As much as ‘Blackstar’ challenges our idea of what a David Bowie record sounds like, its blend of jazz, drama and estrangement create a new type of futurism in his sound.
Rather than trying to supersede his innovative sounds during the ’70s, as he did in the ’80s and ’90s, he is now harvesting those sounds in a peculiar and captivating way. The album features a quartet of new collaborators, led by celebrated modern jazz saxophonist Donny McCaslin. Bowie’s longtime studio partner Tony Visconti is back as co-producer, bringing along with him some continuity and a sense of history.
Thematically, ‘Blackstar’ drives on with an apathetic emptiness that has been seen in much of his work. You feel the disunion between being very present in the living, but also being aware of the finality and fragility of life. The clashes come through strongly in the album via impulsive jazz solos and determined vocals meeting stories of destruction and heavy force.
The ripping ‘Tis a Pity She Was a Whore’ gets its name from a 17th-century play, in which a man has sex with his sister only to stab her in the heart in the middle of a kiss. Bowie’s twist on this story involves some crafty gender role questioning lyrics: “she punched me like a dude”. This a theme Bowie has always been clever with.
‘Sue (Or in a Season of Crime)’ finds a disordered sounding Bowie reassuring the supposed woman that “the x-ray’s fine”. Later, he buries her, “I pushed you beneath the weeds”. One does not question Bowie’s creepy answerability in this tale, which is heightened by the driving electronic bass sounds.
Even more mysterious, is the rubbery tuned ‘Girl Loves Me’, which is sung in a mixture of ‘A Clockwork Orange’s’ ‘Nadsat’ and ‘Polari’, the gay slang of former Soho. “Where the fuck did Monday go?” Bowie almost yodels. One presumes he is not merely talking about the unpleasant and mundane shock of the beginning of the working week, but more of a deep dystopian woe.
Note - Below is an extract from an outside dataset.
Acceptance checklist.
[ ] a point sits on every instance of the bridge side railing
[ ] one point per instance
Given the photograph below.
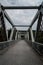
(38, 46)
‘Dollar Days’ is the profession of a fidgety soul who could not spend his advancing years in a divine British countryside, even if he wanted to. “I’m dying to push their backs against the grain and fool them all again and again.” These words could be a motto for ‘Blackstar’ and almost all of Bowie’s career. There is a sense of melancholy in this, but also a self-acceptance of his status. Then, on ‘I Can’t Give Everything Away’, he returns to the frustrated ‘Lazarus’ feel, obstructed by a returning beat.
This uncomfortable future of immortality is a reality for Bowie. The artist will live on long after the man has died. One gets the impression, that whilst Bowie has control over his own myth, he is grabbing hold of his story and steering it exactly how he wants.
The overall effect of ‘Blackstar’ is thoroughly hazy and hypnotic. It is an opulent, deep and strange album. Bowie seems to be moving agitatedly forward. Always looking ahead: the point in which he has made his greatest music.
‘Blackstar’ is out now via ISO, RCA and Columbia.